Lecture 17: Databases

Monday, November 6th 2017

Introduction

Why Learn Databases

You will see many databases in your career.

SQL (Structured Query Language) is still very popular and will remain so for a long time. Hence, you will need to code SQL.
- SQL is the language used to query a relational database.

You will have to deal with systematic storage of structured and unstructured data at some point.

More Database Motivation

It is very hard to implement a database well, but you must understand how they work.

Data storage/wrangling are not just database concerns; packages such as dplyr and pandas require a similar knowledge-base.

It is very important to make an informed decision on a storage engine that is sufficient for your program.

Important to understand query performance.

Transaction processing is not optimal for analytics.

What kind of data access do you need?

The answer depends on your problem and the resources you have available.

Database Genre	Examples
relational	SQL and its derivatives
document oriented	MongoDB, CouchDB
key-value	Riak, Memcached, leveldb
graph oriented	Neo4J
columnar	HBase

A Sampling of Database Genres

Relational Model

A relation (table) is a collection of tuples. Each tuple is called a row.

A collection of tables related to each other through common data values.

Items in a column are values of one attribute.

A cell is expected to be atomic

Tables are related to each other if they have columns (called keys) which represent the same values.

SQL (Structured Query Language) is a declarative model: a query optimizer decides how to execute the query.

Example from CS109:

Key-Value Model

like a dictionary
the database is the index

Document Model

stores nested records
bad for many-to-many
storage locality good for access, bad for writing

Components to a database

Client connection manager: what to do with incoming data
Transactional storage
- storage data structures and the log
- transactions and ACID: atomicity, consistency, isolation, durability
Process model: coroutines, threads, processes
Query model and language: query optimization

Working with Databases

Relational Grammar of Data

We want a language to help us easily query items in the database.
Provide simple verbs for simple things.
Pandas is a library for Python that allows users to work with data structures and relational databases.
The dplyr package offers a bunch of data manipulation tools including those for working with relational databases with the R programming lanuage.

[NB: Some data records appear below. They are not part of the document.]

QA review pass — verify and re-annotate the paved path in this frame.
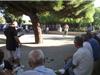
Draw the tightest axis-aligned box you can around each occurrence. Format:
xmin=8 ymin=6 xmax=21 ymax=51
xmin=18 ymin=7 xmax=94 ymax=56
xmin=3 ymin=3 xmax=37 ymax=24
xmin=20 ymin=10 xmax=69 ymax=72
xmin=0 ymin=34 xmax=100 ymax=75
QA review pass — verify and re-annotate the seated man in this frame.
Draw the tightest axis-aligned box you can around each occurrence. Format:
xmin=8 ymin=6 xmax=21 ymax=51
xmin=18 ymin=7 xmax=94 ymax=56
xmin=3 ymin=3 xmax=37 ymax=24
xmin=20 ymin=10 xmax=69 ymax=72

The dplyr_pandas notebook by Tom Augspurger contains a table comparing dplyr and pandas. The following table is a modification to that table:

VERB	dplyr	pandas	SQL
QUERY/SELECTION	filter() (and slice())	query() (and loc[], iloc[])	SELECT WHERE
SORT	arrange()	sort()	ORDER BY
SELECT-COLUMNS/PROJECTION	select() (and rename())	[](__getitem__) (and rename())	SELECT COLUMN
SELECT-DISTINCT	distinct()	unique(),drop_duplicates()	SELECT DISTINCT COLUMN
ASSIGN	mutate() (and transmute())	assign	ALTER/UPDATE
AGGREGATE	summarise()	describe(), mean(), max()	None, AVG(),MAX()
SAMPLE	sample_n() and sample_frac()	sample()	implementation dep, use RAND()
GROUP-AGG	group_by/summarize	groupby/agg, count, mean	GROUP BY
DELETE	?	drop/masking	DELETE/WHERE

`SQLite`

NoSQL databases are gaining in popularity. However, we will stick with traditional relational databases in the course.

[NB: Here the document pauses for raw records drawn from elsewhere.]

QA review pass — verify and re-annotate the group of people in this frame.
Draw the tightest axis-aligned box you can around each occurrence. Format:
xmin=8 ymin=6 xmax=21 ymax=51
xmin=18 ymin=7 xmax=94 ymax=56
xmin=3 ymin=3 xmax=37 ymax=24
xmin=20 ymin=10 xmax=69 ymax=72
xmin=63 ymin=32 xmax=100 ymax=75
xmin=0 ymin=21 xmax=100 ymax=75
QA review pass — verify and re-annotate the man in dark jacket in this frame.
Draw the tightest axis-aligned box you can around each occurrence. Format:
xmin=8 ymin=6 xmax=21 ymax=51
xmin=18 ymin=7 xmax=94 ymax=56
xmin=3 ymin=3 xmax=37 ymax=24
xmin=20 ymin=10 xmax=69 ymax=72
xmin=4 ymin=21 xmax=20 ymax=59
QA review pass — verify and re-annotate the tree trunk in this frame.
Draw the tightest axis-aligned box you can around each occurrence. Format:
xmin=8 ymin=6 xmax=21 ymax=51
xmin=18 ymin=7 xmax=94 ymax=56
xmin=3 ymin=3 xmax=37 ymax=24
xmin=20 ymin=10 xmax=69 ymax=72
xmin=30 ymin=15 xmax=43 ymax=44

We need a way of querying a given relational database. There are several languages for such a purpose. We will focus on SQL (Structured Query Language).

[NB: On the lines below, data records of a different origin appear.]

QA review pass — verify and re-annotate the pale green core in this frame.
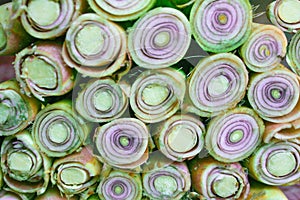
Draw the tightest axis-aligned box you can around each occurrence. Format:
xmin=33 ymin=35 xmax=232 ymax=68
xmin=48 ymin=123 xmax=70 ymax=144
xmin=212 ymin=175 xmax=239 ymax=198
xmin=229 ymin=130 xmax=244 ymax=143
xmin=60 ymin=167 xmax=88 ymax=185
xmin=278 ymin=0 xmax=300 ymax=23
xmin=93 ymin=90 xmax=114 ymax=111
xmin=271 ymin=89 xmax=281 ymax=99
xmin=28 ymin=0 xmax=60 ymax=26
xmin=208 ymin=75 xmax=230 ymax=96
xmin=119 ymin=136 xmax=129 ymax=147
xmin=75 ymin=24 xmax=104 ymax=56
xmin=0 ymin=103 xmax=11 ymax=124
xmin=8 ymin=152 xmax=33 ymax=173
xmin=154 ymin=31 xmax=170 ymax=47
xmin=0 ymin=23 xmax=7 ymax=50
xmin=267 ymin=152 xmax=297 ymax=176
xmin=22 ymin=57 xmax=57 ymax=89
xmin=142 ymin=84 xmax=170 ymax=106
xmin=168 ymin=125 xmax=197 ymax=153
xmin=154 ymin=175 xmax=178 ymax=196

SQL has a long history. Because of this (or in spite of it), there are many version of SQL available today.

We'll use SQLite. Here are some great references:

SQLite is built into Python.
- Python implements a standard database API for all databases called DBAPI2. Some references: DBAPI2 and PEP 249.

Note: There is an even higher level API available, called SQLAlchemy.

You can install SQLite if you need to: https://www.sqlite.org/download.html.
You may find the SQLite browser useful: http://sqlitebrowser.org.
You can access the command line interface by downloading the SQLite CLI:, SQLite CLI

`SQLite` Basics

The Plan

We're going to work with the sqlite3 package in Python.
This package will allow us to execute basic SQLite commands in Python to build and manipulate our database.
We'll start by creating a SQL database and work up from there.
Ultimately, we'd like to work with pandas to make our lives easier.
At least in the beginning, we'll just work directly with the SQLite commands to get the basics down.

The Essentials

Core Commands

SELECT --- Select a table name
INSERT --- Insert data into the table
UPDATE --- Change data values in the table
DELETE --- Delete data in the table

We can string these commands together to perform our basic operations on the database.

Structural Commands

These commands are used to modify the structure of the table in a database.

CREATE --- Create a table in a database
DROP --- Delete a table in the database
ALTER --- Add, delete, or modify columns in an existing table

Starting a Database

We'll start by using the simplest of the commands. Ultimately, we will create a database with tables of presidential candidates (from 2012) and their contributors.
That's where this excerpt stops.